Hi @devrajr , replacing the missing values with the average value is acceptable in academic works. It even has its own term - mean substitution - in the academia. But if you want to be critical, refer to the discussion on missing values replacement here: The prevention and handling of the missing data - PMC At the end of the day, it’s up to the researcher to evaluate the best method to deal with the case, with justifications he/she deemed proper.
Simply replacing missing values with, for example, an average is always possible.
But I would modify the method according to the use case I have.
Suppose you want to select people who are older than x-Age (because then they receive a discount), that does not always go well with an average age.
If a feature is important I would pay some attention to do an analysis of why (in what case) the value is missing.

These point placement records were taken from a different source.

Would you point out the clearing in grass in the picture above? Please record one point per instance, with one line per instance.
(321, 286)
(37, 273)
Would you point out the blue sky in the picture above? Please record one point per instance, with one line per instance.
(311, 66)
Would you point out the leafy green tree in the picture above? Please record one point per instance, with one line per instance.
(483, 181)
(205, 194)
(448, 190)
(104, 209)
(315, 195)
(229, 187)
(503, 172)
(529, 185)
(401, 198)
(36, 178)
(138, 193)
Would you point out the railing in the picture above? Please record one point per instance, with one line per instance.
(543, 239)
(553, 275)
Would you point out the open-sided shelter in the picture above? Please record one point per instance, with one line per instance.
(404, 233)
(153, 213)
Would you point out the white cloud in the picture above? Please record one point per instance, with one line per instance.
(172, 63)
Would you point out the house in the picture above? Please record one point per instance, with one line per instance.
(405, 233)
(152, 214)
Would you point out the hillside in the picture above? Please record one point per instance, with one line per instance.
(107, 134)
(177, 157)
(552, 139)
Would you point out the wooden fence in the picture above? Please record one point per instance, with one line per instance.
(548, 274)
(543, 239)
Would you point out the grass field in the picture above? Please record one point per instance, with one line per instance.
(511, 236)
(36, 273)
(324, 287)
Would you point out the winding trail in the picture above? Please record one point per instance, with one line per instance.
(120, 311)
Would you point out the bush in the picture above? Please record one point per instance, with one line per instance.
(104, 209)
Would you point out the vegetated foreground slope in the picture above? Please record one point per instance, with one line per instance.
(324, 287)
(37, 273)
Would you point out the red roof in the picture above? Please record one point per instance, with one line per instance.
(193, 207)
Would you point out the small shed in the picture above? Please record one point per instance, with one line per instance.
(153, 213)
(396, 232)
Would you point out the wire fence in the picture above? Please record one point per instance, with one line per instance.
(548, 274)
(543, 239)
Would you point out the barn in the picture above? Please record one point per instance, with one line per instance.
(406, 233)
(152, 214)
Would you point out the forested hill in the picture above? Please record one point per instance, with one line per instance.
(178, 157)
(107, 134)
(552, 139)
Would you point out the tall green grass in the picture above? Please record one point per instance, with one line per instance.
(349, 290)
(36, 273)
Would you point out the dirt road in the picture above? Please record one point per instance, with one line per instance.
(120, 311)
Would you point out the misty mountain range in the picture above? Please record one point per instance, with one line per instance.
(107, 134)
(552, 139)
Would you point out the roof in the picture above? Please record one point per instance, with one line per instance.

The lack of age may not be randomly distributed, but may be more common within some groups in your dataset. And perhaps this insight can help you choose a different (better?) strategy to replace your missings with some estimated value (from an algorithm).
I have a dataset of 5000 odd rows on which I am looking to develop a classification model for prediction. The Age column has 500 missing values and another boolean column has 1500 missing values, so I was looking at methods to replace those missing values in KNIME.
Have you estimated the importance of these two variables before doing missing variable replacement (MVR)? If they are not significant to the model, then there is no need to replace the missing values a priori.
For instance, you could check it by removing first any sample with missing values and then evaluating the variable importance on the rest of the data set. An easy way of checking for variable importance is to use a DT and check whether your “Age” and “Boolean” variables are retained to build the DT. Otherwise train your chosen model with and without these two variables in this reduced data set to compare and see whether there is a significant difference between the model statistics in a CV or K-Fold test set scheme.
If this proves that the two variables are not needed, then you would not need to care about MVR. Otherwise, the previous cited MVR schemes by @mlauber71, @HansS & @badger101 are all good MVR candidates with different levels of complexity.
Just a last comment with respect to these methods. If you apply them, make sure that the MVR is done without using for it your final Test data set or at least the column to predict in order to avoid any data leakage and hence an over estimated biased performance of your final model.
then the final selected variables are those that one should use to train a -Naive Bayes- or a -Support Vector Machine- model.
In general, variables that have been selected based on a DT VS scheme should be also appropriate to use in a -Naive Bayes- model.
This is also true for -SVM- with the restriction that -SVM- models only accept numerical variables and therefore, any informative qualitative variable selected by a DT would not be suitable to use as direct input data in a -SVM- model which is a pity. If the qualitative variables sound to be really significant to solve your clasification problem, then go for a model that accepts them as input variables, for instance any Tree based model (DT/RF/Xgboost/etc).
As an extra information, linear -SVM- models are capable of variable selection because they set to zero the multiplicative coefficient of useless variables in the final linear equation. However, the linear -SVM- VS should not be considered as valid in the case of problems which are not linear because the underlying -SVM- model is not linear and would only capture linear relationships between variables and classes.
DT and RF in general implicitly do non-linear VS and hence can capture non-linear relationships between input variables and the class to predict.
To summarize and in general, I would use as preliminary VS method the workflow you found called -Feature Selection for Random Forest Classification- and then I would apply and compare the panoply of classification methods of your choice based on this preliminary VS.